In the House, a transportation train wreck
After Congress pushed the nation to the verge of catastrophe last year by delaying a deal to raise the debt ceiling until the eleventh hour, our capacity to be surprised by that body’s irresponsible gamesmanship was somewhat diminished. And yet, we still can’t help but be awe-struck by the mess the House of Representatives is preparing to make of the federal transportation bill, a key legislative priority for both parties.
On Tuesday, the House Republican leadership unveiled its version of the five-year bill. It isn’t just that this bill is so thoroughly partisan that it has no chance of being approved by the Democratic-controlled Senate; it’s that it is less a serious policy document than a wish list for oil lobbyists, and its funding proposals are so radical that they have been decried even by such conservative watchdogs as the Reason Foundation, the Competitive Enterprise Institute and Taxpayers for Common Sense.
What’s so bad about it? The bill slashes funding for inexpensive but worthwhile programs to improve biking and walking safety, cuts funding for Amtrak by 25% and runs roughshod over federal regulations aimed at protecting communities and the environment from the negative effects of transportation projects.
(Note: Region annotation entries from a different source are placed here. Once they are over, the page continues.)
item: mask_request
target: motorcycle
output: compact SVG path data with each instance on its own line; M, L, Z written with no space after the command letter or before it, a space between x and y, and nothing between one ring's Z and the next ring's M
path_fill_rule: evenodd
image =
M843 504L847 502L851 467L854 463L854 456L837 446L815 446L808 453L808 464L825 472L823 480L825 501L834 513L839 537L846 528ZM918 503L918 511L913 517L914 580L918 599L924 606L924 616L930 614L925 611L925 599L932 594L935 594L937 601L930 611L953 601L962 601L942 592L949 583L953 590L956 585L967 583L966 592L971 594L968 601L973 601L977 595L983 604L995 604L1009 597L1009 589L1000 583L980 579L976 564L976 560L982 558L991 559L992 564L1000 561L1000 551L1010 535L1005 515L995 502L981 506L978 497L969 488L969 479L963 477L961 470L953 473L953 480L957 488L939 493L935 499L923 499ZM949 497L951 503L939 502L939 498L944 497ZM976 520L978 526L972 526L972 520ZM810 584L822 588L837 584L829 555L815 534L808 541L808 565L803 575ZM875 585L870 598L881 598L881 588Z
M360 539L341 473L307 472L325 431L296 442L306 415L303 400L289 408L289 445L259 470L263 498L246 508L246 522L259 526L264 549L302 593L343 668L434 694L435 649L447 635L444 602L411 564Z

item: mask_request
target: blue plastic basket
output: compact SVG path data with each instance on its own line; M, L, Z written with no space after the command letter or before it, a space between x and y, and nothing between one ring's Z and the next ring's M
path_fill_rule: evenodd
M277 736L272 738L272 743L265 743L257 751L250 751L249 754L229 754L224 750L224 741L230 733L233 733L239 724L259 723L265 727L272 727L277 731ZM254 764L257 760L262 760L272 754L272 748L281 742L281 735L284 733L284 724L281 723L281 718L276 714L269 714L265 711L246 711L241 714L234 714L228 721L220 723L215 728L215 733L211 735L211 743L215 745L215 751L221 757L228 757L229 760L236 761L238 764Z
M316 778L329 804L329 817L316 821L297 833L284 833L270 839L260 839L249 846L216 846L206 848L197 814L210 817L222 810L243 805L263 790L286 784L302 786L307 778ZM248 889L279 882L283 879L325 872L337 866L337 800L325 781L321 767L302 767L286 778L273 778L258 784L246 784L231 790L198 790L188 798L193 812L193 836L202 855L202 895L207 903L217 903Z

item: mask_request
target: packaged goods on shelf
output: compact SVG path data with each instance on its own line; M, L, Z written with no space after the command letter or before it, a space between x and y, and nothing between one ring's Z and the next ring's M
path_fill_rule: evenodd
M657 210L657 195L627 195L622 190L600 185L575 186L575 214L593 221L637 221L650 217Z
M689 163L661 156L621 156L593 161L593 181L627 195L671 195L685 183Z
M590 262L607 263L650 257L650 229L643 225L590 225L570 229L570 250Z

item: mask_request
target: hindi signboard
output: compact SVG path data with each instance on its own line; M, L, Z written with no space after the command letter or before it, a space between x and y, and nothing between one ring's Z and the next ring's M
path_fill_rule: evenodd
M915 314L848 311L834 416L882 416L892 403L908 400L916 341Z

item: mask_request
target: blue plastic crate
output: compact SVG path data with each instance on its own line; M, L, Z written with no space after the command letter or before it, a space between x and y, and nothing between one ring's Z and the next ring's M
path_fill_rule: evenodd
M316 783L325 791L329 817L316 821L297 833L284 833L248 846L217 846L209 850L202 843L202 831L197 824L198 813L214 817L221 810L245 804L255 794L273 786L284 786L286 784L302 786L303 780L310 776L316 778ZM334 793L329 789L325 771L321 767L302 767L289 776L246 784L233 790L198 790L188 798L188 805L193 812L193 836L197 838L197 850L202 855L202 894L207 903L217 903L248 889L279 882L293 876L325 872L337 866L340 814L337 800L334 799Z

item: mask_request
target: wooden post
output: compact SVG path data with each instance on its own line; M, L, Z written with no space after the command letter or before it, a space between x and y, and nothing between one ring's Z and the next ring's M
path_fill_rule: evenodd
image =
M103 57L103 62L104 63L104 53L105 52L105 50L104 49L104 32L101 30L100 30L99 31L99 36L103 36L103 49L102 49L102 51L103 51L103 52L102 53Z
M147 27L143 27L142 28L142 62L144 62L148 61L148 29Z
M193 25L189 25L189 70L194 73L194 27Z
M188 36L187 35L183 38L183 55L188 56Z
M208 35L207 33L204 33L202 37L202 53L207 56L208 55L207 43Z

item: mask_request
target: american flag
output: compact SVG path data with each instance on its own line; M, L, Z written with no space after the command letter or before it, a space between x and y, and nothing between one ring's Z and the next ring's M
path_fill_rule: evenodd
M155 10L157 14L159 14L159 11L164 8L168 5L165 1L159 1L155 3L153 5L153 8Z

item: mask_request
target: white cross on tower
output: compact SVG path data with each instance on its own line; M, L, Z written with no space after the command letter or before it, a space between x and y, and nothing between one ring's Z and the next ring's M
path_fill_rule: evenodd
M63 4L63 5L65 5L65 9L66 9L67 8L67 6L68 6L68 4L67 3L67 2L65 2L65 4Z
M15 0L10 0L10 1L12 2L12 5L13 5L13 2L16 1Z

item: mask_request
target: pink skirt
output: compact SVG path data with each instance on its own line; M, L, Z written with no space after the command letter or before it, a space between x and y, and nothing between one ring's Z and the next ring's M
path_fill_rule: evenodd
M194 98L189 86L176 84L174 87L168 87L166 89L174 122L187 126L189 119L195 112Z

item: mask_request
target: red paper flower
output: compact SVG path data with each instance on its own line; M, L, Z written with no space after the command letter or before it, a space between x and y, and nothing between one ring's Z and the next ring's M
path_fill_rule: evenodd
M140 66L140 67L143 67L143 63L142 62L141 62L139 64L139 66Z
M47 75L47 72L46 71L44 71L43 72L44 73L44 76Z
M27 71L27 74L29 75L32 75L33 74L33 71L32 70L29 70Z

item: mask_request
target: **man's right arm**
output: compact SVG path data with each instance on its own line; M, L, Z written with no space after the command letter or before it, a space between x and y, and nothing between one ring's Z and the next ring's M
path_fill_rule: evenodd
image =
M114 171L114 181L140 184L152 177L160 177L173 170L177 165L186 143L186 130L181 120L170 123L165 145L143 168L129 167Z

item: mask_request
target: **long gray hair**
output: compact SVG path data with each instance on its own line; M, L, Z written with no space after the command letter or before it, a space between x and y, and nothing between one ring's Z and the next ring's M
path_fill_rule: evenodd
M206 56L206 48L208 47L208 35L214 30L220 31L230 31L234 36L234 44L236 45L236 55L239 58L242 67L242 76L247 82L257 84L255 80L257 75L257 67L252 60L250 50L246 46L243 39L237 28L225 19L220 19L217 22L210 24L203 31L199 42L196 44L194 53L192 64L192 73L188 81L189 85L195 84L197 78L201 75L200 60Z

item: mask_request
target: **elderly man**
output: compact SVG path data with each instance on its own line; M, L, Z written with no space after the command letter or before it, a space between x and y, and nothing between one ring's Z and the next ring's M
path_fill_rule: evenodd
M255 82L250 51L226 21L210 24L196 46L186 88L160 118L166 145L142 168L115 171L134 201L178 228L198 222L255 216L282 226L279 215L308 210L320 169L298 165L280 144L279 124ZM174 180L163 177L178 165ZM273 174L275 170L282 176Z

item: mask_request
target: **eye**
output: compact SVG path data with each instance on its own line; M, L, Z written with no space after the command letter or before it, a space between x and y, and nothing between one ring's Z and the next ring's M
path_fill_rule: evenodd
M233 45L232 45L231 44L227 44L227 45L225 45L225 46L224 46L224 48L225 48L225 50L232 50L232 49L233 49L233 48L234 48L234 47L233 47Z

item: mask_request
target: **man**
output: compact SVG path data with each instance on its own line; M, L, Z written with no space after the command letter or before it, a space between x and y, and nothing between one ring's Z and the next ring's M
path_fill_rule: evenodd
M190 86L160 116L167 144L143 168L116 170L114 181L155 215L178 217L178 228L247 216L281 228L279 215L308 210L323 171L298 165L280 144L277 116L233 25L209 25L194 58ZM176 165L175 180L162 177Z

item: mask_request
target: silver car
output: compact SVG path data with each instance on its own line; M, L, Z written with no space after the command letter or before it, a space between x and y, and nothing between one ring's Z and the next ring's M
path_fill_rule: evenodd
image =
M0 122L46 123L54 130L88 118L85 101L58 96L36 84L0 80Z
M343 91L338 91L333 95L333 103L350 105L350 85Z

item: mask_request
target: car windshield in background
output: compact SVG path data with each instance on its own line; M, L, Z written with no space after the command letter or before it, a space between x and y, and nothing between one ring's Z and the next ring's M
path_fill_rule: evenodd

But what’s far worse is the GOP scheme for helping to fund the bill’s $260 billion worth of infrastructure improvements over the next five years: opening up vast swaths of currently protected land to oil drilling.
Logically and politically, this makes no sense. On the logic front, it can’t work. Three bills under consideration in the House that are intended to fund the transportation bill would open the Arctic National Wildlife Refuge to drilling, mandate oil shale leasing on federal lands and expand offshore drilling in sensitive areas. Yet even if drilling were allowed in these places, it would be many years before significant revenues started rolling in to the government, and it’s difficult to predict how much money would be generated, making advance construction planning impossible. Moreover, oil shale development is an unproven technology that may never generate a dime. And politically, drilling in such places as the Alaskan refuge is rightly a nonstarter.
If it weren’t already abundantly clear that this bill is intended simply to pander to the GOP base during an election year, Speaker John A. Boehner(R-Ohio) seasoned the red meat by promising to attach a rider mandating approval of the controversial Keystone XL pipeline, the biggest political football this side of the Super Bowl and an issue utterly unrelated to the purposes of the transportation bill.
If this is how congressional Republicans think they’re going to win the November elections, they might want to check their approval ratings. Americans are thoroughly sick of a Congress that would rather play political games than solve our country’s problems.